Common Gear Problems
Sometimes your gear just isn’t working as well—or as long—as you’d hoped. It fails too quickly or doesn’t fit well into your operation. Maybe your steel gear can’t stand up to a wet environment. Or you might have an old gear that’s no longer in production. Perhaps you need something totally new for your machine and you can’t find the right solution anywhere.
Introducing made-to-order (MTO) gears, sprockets, and sheaves from Martin Sprocket & Gear. Martin custom-made gears, sprockets, and sheaves are produced for a variety of industries, in any size—from palm-sized gears to large sprockets that fit a 15 ft. drum.
“If it’s round and has teeth, there’s a pretty good chance we can produce it,” said Jeff Weaver, District Manager of the Kansas City facility for Martin Sprocket & Gear. “We can custom-produce 1 piece or 1,000 pieces, depending on what you need.”
More: You Get What You Pay For
Creating a Custom Gear
To order a Martin custom-made gear, sprocket, or sheave, the customer first provides a sketch, photo, or sample. The Martin team then works with IBT Industrial Solutions to create a design and make an estimate.
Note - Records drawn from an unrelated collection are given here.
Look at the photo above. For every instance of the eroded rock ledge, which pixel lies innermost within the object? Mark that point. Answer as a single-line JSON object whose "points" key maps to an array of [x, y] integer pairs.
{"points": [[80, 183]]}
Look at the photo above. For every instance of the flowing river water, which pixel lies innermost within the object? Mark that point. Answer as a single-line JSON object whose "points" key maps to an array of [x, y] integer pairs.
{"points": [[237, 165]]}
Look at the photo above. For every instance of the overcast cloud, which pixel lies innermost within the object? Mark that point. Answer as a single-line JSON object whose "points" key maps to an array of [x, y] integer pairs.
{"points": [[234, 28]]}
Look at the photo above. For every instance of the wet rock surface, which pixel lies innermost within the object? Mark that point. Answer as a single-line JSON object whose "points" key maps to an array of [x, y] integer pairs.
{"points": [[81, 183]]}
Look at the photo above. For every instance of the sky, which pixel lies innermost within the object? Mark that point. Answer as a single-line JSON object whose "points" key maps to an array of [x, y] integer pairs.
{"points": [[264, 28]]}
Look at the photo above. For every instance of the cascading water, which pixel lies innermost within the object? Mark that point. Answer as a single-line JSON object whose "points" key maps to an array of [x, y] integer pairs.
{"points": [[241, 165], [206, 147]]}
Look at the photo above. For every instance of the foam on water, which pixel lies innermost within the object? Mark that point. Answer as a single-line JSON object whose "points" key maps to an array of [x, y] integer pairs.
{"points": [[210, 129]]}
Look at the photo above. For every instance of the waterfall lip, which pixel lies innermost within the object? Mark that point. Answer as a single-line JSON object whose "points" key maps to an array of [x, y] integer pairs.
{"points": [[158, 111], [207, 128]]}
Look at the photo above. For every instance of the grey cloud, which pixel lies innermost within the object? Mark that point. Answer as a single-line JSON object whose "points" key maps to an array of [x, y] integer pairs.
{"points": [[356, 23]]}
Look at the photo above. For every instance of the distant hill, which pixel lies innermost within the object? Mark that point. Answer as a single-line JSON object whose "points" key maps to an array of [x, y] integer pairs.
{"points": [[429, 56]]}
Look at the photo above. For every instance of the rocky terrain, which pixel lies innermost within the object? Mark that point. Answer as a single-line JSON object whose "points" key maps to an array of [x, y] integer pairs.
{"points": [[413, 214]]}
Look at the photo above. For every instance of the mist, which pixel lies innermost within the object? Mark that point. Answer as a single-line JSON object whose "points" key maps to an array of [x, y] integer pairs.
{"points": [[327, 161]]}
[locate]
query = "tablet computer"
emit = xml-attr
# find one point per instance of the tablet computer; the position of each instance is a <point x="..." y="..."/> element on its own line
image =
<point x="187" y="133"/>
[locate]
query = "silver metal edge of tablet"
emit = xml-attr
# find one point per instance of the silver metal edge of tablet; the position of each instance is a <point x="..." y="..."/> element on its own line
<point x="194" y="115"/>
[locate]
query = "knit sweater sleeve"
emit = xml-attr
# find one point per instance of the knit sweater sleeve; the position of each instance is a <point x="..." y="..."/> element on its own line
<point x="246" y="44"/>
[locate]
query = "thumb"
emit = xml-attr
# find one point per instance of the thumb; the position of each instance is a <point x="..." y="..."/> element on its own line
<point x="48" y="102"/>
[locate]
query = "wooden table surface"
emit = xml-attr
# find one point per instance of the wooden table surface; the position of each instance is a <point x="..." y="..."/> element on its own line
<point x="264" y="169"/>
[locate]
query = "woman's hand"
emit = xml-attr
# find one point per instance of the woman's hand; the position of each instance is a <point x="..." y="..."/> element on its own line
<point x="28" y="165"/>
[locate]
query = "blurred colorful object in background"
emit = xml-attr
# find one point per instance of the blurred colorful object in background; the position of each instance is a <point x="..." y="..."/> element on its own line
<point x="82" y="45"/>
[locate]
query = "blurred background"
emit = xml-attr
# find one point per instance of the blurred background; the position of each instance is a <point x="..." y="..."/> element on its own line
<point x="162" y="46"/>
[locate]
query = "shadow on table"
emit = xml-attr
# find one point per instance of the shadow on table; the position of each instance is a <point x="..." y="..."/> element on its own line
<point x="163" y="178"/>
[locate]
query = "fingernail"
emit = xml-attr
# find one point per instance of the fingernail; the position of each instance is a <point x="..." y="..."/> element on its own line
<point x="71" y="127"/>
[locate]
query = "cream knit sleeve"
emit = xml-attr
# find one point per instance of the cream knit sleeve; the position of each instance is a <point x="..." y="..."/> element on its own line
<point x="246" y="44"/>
“It can even be a drawing on a cocktail napkin,” Weaver said. “People drop off their samples with their IBT rep or with us, and we give them a quote for an estimate. It’s that simple.”
Once the estimate is approved, IBT coordinates the final design of the gear with Martin Sprocket & Gear—including exact diameter, thickness, preferred material, and finish. The IBT team then follows the process through production and delivery.
“The made-to-order products are very popular,” Weaver said. “More than 40% of our business with IBT is now an MTO product.”
When to Buy a Made-to-Order Gear or Sprocket
Weaver said that most people look for a made-to-order gear when they need better performance from a gear, or when they need it to fit into a more compact design.
“If your sprocket is failing every 2 months, then something isn’t right,” he said. “We can look at creating a made-to-order sprocket with the same size and shape, but a more durable material or finish, to make it last 5 to 10 years.”
Customers also want to simplify their systems by integrating parts. For example, many customers want to combine a sprocket set and a gear set into one part, which reduces failures, Weaver said. Or they want to convert to a plastic gear that works better in a wet environment, such as a wastewater treatment plant.
More: Guide to Chain
Midwestern Manufacturer Uses Custom Couplings to Reduce Wear on Seals
One Midwestern manufacturer, located in Kansas, routinely works with IBT and Martin Sprocket & Gear to order new couplings with extended hubs. They use the custom-designed extended couplings to eliminate the jackshaft in their roll-forming system with multiple stations.
“This essentially eliminated the wear on our seals that is caused by the centrifugal force of the jackshaft,” the buyer said.
The company also orders sprockets with special bores. IBT has been their distributor for Martin Sprocket & Gear special orders for several years, facilitating the overall manufacturing process and delivery.
“IBT and Martin deliver like clockwork,” he said. “We routinely get sprockets rebored and shipped the same day, which is an enormous service to us and especially to our customers.”
Questions to Ask
Considering buying a custom-made gear, sprocket, or sheave? Weaver recommends asking the following questions:
- Life expectancy—Does the gear continue to function as expected?
- Demand—Has your demand on the gear increased significantly over the years?
- Reducing parts—Would it help operations to combine several moving parts into a single part?
- Smaller footprint—Do you need a smaller, more compact design?
- Wear—Do you see evidence of wear on your gears?